Why do I need derivates by neural networks?

49 Views Asked by At

I´m learning about Backpropagation in neuronal networks and learning rate etc.

Thats all clear but for me I don´t know why I need to do so many derivatives, I know the rules I can derive the derivatives from f(x). But I don´t know why I do this.

So my question is, why do I must to derive the derivative of some activation functions and why do I need the derivation in general ?

For example I have the given question:

enter image description here

I know how to calculate the exercise but I don't get the deeper thing why I need this and why I must for example derivative of $tanh(x)$ or so on.

2

There are 2 best solutions below

1
On BEST ANSWER

In the theory of neural networks it is generally important to understand how behavior of the network's output changes when one changes the inputs.

There is a particular importance in understanding how the output changes when the change of the input is very small, and to study the ratio of output change to input change. For example, by pondering this ratio perhaps you might discover that the network is "moving in the wrong direction" when you change the input a tiny amount, in which case you might decide to change your back propogation algorithms.

The expectation from physical considerations is that a very small change of input will lead to a very small change of output, and the ratio of output change to input change is a very important quantity to understand.
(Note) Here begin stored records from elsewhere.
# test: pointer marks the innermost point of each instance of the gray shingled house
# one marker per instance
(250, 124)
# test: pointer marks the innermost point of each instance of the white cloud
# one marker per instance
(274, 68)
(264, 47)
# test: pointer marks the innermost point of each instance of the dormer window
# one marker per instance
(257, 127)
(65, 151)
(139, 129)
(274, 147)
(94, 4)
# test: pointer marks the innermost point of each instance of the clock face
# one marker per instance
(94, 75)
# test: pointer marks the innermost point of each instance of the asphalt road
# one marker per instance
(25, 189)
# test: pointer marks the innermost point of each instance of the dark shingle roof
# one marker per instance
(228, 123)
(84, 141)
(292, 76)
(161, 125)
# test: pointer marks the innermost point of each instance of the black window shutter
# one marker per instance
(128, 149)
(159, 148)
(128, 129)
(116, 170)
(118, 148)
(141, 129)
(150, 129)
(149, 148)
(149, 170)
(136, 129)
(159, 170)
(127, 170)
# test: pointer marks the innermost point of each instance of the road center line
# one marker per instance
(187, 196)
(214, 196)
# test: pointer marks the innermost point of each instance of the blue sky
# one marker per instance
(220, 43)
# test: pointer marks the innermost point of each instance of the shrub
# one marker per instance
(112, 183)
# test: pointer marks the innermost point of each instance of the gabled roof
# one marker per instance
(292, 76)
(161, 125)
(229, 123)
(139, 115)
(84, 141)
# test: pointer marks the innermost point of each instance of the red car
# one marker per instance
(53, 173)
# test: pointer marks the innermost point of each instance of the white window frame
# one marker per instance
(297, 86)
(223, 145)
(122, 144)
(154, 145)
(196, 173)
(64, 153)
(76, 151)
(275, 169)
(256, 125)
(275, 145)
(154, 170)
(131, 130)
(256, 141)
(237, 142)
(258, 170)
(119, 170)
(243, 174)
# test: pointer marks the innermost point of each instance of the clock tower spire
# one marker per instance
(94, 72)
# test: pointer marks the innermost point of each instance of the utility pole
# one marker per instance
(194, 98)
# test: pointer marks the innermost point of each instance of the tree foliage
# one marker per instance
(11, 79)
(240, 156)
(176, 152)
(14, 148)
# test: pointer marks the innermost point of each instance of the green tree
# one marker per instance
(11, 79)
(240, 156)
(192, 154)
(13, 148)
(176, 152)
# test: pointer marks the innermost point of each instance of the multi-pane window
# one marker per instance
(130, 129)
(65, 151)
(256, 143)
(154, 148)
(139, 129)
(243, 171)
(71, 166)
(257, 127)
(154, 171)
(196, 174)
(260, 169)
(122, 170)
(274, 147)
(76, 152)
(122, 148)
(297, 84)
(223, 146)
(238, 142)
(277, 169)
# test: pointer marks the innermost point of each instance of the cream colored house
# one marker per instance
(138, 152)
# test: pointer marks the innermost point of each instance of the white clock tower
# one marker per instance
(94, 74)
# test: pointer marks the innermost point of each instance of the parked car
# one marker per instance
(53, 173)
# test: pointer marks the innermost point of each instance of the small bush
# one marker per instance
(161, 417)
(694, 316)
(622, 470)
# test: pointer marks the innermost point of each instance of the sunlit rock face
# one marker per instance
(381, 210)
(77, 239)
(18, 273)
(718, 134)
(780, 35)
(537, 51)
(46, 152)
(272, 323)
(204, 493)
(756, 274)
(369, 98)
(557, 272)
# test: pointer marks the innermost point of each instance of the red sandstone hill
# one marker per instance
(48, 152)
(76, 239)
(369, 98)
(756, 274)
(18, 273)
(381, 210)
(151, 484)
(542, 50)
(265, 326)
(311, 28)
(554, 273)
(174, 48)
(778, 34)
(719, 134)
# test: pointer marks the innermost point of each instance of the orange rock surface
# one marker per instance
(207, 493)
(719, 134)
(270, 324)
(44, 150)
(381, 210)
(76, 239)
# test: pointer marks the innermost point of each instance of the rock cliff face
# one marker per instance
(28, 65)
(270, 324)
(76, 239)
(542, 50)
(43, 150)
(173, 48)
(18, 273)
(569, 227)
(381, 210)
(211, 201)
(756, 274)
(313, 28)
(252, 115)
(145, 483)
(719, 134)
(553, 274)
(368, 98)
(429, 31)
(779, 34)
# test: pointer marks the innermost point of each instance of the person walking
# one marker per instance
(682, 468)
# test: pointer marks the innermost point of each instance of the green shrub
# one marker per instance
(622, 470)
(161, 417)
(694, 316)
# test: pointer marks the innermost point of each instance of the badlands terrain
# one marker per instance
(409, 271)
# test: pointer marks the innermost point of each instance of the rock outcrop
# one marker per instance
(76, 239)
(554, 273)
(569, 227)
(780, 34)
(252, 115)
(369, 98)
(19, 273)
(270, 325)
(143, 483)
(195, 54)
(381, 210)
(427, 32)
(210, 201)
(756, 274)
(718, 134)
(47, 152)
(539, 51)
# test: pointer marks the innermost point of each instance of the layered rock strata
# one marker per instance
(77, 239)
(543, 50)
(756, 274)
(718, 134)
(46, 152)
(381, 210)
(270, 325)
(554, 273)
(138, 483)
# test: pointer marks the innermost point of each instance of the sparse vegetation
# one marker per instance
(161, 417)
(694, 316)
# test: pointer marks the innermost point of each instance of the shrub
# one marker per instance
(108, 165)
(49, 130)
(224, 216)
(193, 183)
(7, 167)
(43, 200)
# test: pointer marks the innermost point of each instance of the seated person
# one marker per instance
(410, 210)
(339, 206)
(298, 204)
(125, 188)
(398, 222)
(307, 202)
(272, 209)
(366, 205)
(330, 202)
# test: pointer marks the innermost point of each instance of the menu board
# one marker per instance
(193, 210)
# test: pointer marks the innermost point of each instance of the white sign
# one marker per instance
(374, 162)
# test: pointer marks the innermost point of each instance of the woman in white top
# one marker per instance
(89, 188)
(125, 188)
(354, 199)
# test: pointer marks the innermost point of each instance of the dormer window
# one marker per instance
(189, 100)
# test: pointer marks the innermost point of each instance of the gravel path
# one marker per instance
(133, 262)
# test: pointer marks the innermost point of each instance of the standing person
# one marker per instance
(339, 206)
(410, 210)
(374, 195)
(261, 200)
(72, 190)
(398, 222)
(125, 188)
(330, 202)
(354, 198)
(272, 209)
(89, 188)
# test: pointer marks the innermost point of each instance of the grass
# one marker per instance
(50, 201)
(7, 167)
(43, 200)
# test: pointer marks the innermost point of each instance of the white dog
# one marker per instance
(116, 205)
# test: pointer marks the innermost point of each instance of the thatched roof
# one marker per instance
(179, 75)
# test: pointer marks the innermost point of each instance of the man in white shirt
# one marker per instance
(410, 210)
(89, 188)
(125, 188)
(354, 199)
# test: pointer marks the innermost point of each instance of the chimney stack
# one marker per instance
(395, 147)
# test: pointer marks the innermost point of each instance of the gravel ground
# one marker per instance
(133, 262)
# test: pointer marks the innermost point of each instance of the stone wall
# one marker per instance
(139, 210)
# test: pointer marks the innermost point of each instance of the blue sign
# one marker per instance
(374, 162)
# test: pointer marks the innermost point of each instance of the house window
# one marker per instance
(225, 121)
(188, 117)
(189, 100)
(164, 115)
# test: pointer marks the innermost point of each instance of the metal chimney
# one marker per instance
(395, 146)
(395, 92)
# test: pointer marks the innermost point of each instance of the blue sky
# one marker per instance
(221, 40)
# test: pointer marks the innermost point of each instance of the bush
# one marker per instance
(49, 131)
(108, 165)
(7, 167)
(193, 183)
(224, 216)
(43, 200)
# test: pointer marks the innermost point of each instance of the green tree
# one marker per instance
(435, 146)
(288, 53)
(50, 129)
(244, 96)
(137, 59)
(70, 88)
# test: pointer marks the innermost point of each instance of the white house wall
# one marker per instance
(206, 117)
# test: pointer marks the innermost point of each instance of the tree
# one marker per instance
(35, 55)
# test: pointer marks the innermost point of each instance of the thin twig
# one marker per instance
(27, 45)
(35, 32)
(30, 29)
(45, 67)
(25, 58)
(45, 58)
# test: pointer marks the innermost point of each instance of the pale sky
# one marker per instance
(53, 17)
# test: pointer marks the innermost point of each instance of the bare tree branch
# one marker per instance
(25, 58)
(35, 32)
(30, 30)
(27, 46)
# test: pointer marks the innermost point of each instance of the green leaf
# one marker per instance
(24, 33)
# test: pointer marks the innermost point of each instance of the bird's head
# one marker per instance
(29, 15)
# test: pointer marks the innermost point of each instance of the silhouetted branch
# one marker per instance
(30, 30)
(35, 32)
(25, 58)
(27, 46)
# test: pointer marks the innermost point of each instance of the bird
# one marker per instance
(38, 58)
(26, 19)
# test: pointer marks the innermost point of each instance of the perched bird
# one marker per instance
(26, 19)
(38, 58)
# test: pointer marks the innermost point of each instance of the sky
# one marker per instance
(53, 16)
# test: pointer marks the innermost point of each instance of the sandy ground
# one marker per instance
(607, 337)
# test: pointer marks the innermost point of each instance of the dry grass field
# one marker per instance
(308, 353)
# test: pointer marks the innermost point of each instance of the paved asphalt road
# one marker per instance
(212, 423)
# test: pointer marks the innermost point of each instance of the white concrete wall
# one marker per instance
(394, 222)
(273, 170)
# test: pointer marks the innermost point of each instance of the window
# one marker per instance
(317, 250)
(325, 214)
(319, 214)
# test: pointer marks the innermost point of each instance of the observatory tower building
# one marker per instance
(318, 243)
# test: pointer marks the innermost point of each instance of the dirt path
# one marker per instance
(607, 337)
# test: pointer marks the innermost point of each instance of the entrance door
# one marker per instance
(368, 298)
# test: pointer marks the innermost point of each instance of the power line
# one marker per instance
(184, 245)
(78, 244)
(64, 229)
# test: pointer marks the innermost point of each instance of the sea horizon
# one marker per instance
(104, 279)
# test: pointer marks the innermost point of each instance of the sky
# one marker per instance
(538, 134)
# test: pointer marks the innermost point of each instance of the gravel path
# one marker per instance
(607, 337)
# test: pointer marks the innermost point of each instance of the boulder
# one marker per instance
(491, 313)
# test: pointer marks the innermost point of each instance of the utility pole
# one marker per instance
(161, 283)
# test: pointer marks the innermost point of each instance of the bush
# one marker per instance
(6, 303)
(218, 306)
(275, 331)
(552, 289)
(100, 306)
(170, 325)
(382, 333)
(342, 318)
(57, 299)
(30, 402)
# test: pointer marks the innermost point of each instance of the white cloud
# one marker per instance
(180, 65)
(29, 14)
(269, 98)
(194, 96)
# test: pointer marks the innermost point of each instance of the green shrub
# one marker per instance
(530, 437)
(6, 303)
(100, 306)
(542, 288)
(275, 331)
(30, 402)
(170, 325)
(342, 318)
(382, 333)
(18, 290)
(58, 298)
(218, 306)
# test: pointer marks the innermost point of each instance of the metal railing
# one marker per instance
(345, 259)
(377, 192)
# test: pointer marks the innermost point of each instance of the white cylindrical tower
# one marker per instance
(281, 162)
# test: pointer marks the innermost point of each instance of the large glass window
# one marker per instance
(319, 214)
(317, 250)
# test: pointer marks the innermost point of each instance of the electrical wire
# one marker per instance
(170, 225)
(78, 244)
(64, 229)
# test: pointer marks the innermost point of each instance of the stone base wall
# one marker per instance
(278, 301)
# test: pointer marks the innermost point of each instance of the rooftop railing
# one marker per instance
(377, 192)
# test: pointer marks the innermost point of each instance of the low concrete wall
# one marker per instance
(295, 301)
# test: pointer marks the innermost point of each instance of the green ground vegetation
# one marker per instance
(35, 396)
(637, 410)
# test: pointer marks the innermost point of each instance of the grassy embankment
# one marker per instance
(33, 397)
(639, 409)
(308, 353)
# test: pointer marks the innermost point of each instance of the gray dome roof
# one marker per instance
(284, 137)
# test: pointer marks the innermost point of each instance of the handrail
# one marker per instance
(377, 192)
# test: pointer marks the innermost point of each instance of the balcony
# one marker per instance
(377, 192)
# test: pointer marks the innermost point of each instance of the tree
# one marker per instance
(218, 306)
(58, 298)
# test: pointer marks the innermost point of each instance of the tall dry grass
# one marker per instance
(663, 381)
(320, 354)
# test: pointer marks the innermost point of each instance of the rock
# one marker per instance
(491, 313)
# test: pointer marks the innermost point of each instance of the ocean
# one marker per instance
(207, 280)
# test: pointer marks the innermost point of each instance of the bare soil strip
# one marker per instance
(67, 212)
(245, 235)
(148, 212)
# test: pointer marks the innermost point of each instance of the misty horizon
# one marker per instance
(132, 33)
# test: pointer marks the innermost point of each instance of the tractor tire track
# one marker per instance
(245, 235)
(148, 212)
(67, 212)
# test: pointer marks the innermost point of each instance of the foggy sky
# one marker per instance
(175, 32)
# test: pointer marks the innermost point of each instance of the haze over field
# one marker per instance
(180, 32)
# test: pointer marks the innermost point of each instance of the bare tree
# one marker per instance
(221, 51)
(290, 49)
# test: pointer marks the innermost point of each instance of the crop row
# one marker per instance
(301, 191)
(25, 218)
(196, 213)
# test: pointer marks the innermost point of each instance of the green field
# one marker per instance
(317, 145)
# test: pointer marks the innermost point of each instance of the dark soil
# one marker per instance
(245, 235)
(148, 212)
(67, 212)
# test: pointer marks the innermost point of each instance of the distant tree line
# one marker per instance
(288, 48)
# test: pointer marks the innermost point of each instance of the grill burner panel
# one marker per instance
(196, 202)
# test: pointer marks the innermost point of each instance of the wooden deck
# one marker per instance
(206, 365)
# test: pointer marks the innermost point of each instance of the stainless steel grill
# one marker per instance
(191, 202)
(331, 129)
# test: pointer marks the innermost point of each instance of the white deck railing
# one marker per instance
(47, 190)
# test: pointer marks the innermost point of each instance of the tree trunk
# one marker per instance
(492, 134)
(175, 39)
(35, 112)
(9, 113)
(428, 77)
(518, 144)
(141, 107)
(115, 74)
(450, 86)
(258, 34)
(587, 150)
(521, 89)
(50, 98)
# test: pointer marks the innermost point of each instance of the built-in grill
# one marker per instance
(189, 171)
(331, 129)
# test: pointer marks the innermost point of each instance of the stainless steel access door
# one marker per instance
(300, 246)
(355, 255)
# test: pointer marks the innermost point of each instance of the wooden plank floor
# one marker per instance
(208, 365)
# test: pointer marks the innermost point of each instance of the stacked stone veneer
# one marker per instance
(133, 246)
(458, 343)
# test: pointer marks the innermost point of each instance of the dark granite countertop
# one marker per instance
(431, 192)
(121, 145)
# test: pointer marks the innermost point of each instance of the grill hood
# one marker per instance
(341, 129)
In the simplest case, where the network has one input parameter $x$ and one output parameter $y$, the relation between input and output is given by a function $y = f(x)$. When an input value $x$ is changed by adding a small quantity $\Delta x$, the new input is $x + \Delta x$, and we have $$\frac{\text{output change}}{\text{input change}} = \frac{\text{new output} - \text{old output}}{\text{new input} - \text{old input}} = \frac{f(x+\Delta x) - f(x)}{(x + \Delta x) - x} = \frac{f(x+\Delta x) - f(x)}{\Delta x} $$ Further physical considerations suggest that for very tiny values of $\Delta x$, this ratio comes very close to a particular number, and from this we arrive at the concept of the limiting ratio, also known as the derivative of $f$ at $x$. The derivative of $f$ at $x$ is denoted $f'(x)$, and it is given by the limit expression $$f'(x) = \lim_{\Delta x \to 0} \frac{f(x+\Delta x) - f(x)}{\Delta x} $$ The point is that instead of studying the ratios of small changes, it is much easier to study the derivative, and it is very worthwhile to master the calculus tools needed to so that.

0
On

Because training the neural network requires solving an optimization problem using a method such as gradient descent. And you can't implement gradient descent without knowing how to evaluate these derivatives.